Nunca me conformei com Caxias, uma cidade de tantos bambas, tão festeira e alegre, não ter uma escola de samba à altura de sua grandeza. Todo dia, pensava que não poderia conviver com esse desgosto. Fundar uma agremiação que concorresse como grande na Passarela do Samba, representasse nosso lugar e nossa comunidade, virou uma causa para mim. As escolas que tínhamos, então — Cartolinha de Caxias, Capricho do Centenário, Unidos da Vila São Luiz e União do Centenário — eram modestas, não tinham peso nem importância. Parti para a articulação que juntaria todas elas numa só. Só a união nos faria fortes. Não foi simples; deu trabalho conciliar todos os interesses e objetivos. Minha ideia só vingou com o apoio e a parceria dos companheiros Jayder Soares e Helinho de Oliveira, que comungam do meu orgulho por Caxias e entenderam o valor de fundar uma escola de samba. Assim, nasceu a Acadêmicos do Grande Rio. Foi um trabalho coletivo, esforço de muitas pessoas da nossa cidade. Todos se uniram no projeto de sermos protagonistas na Sapucaí pelo caminho do samba e da alegria. Hoje, Caxias se orgulha de ser terra de bambas e, agora em 2020, vai para a avenida conquistar o título que passou perto algumas vezes. Vamos realizar mais esse sonho com a comunidade da Grande Rio!• Milton Perácio é presidente da Grande Rio

Vida de devoção à Grande Rio O sonho da menina de 14 anos que ensaiava passos de samba assistindo aos desfiles se concretizou por meio de uma tia. Dona Jorgina, diretora da Grande Rio, enfrentou a contrariedade do irmão e levou a menina para um teste na ala de passistas. Ela foi aprovada para a única vaga disponível em 1997, ainda muito longe do apelido que a faria famosa: Feiticeira (foto).
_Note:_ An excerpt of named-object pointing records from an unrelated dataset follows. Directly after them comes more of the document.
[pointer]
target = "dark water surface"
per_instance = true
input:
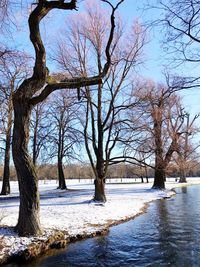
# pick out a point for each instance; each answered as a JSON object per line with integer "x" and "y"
{"x": 167, "y": 235}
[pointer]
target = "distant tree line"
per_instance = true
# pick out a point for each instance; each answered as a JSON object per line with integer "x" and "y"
{"x": 94, "y": 108}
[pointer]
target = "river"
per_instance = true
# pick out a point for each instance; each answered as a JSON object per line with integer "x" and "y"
{"x": 168, "y": 234}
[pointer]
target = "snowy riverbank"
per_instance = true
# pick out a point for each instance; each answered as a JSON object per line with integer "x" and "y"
{"x": 72, "y": 212}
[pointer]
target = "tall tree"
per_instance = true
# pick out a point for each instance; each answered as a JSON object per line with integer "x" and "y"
{"x": 64, "y": 136}
{"x": 13, "y": 69}
{"x": 40, "y": 130}
{"x": 187, "y": 151}
{"x": 105, "y": 103}
{"x": 33, "y": 91}
{"x": 161, "y": 119}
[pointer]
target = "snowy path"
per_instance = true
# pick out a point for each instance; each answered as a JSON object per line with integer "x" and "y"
{"x": 73, "y": 211}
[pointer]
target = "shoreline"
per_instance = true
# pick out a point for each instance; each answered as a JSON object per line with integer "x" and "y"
{"x": 25, "y": 249}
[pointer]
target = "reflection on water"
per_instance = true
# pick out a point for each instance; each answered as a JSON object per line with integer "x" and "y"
{"x": 167, "y": 235}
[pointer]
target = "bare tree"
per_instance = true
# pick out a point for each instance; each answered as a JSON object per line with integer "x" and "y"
{"x": 33, "y": 91}
{"x": 161, "y": 119}
{"x": 181, "y": 20}
{"x": 13, "y": 69}
{"x": 40, "y": 130}
{"x": 187, "y": 152}
{"x": 64, "y": 135}
{"x": 104, "y": 104}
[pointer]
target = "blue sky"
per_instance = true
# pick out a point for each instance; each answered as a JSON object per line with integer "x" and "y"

A entrada definitiva só aconteceu em 1998, graças ao olho clínico do presidente de honra, Jayder Soares, que convocou a talentosa jovem para o desfile. Quando já fazia parte do grupo de shows teve de se afastar por causa da doença de sua mãe. Com a família em dificuldades, trocou o trabalho de passista pela vaga em uma lanchonete — até Jayder, uma vez mais, interceder. Ao explicar o motivo da saída, recebeu o convite para ser assistente pessoal do presidente. Conseguiu, enfim, conciliar trabalho e paixão. Não à toa, a evangélica Tatiane o tem como um anjo. Aos 36 anos, recebeu o reconhecimento pela dedicação: foi alçada a vice-presidente. Recompensa justa pela entrega apaixonada. “Faço tudo pela Grande Rio, é a minha vida”.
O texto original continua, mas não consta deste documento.